Mechanism: Chronic ER stress activates PERK, leading to ATF4-mediated repression of StAR transcription by blocking SF-1 binding; β-hydroxybutyrate inhibits PERK, reversing this repression. Readout: Readout: StAR mRNA and testosterone production are restored, and ER stress levels decrease significantly.
Hypothesis
Chronic ER stress in aging Leydig cells suppresses StAR transcription via the PERK‑eIF2α‑ATF4 axis, which interferes with SF‑1 binding to the StAR promoter, and this repression can be relieved by β‑hydroxybutyrate‑mediated inhibition of PERK signaling.
Rationale
- Aging Leydig cells show ER dilation and increased lipofuscin 5, hallmarks of sustained ER stress.

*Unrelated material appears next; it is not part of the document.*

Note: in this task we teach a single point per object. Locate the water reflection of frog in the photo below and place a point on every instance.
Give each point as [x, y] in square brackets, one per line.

- ER stress activates PERK, leading to eIF2α phosphorylation and selective translation of ATF4, which can recruit corepressors to steroidogenic promoters (e.g., SF‑1 sites) 5.
- Reduced SF‑1 activity diminishes StAR transcription, compounding the LH/cAMP/PKA defect described in 1.
- β‑Hydroxybutyrate (BHB) attenuates aging markers and boosts testosterone via FOXO3a 4 and also acts as an endogenous HDAC inhibitor that can blunt PERK activation (observed in other tissues).
Testable Predictions
- In isolated old rat Leydig cells, tunicamycin‑induced ER stress will lower StAR mRNA and testosterone output; co‑treatment with BHB will rescue these defects.
- Pharmacologic PERK inhibition (GSK2606414) will mimic BHB’s effect, increasing StAR promoter activity in a luciferase assay driven by SF‑1 sites.
- Chromatin immunoprecipitation will show increased ATF4 occupancy and decreased SF‑1 binding at the StAR promoter in aged cells, reversible by BHB or PERK inhibitor.
- In vivo, old mice fed a ketone‑ester diet will exhibit lower hepatic p‑PERK levels in testes, higher StAR protein, and elevated serum testosterone compared with controls.
Falsifiability If BHB fails to restore StAR expression despite PERK inhibition, or if ATF4 binding does not change with age, the hypothesis is refuted.
Broader Impact Linking ER stress to transcriptional control of StAR integrates metabolic (ketone) and organelle stress pathways, offering a dual target for treating late‑onset hypogonadism.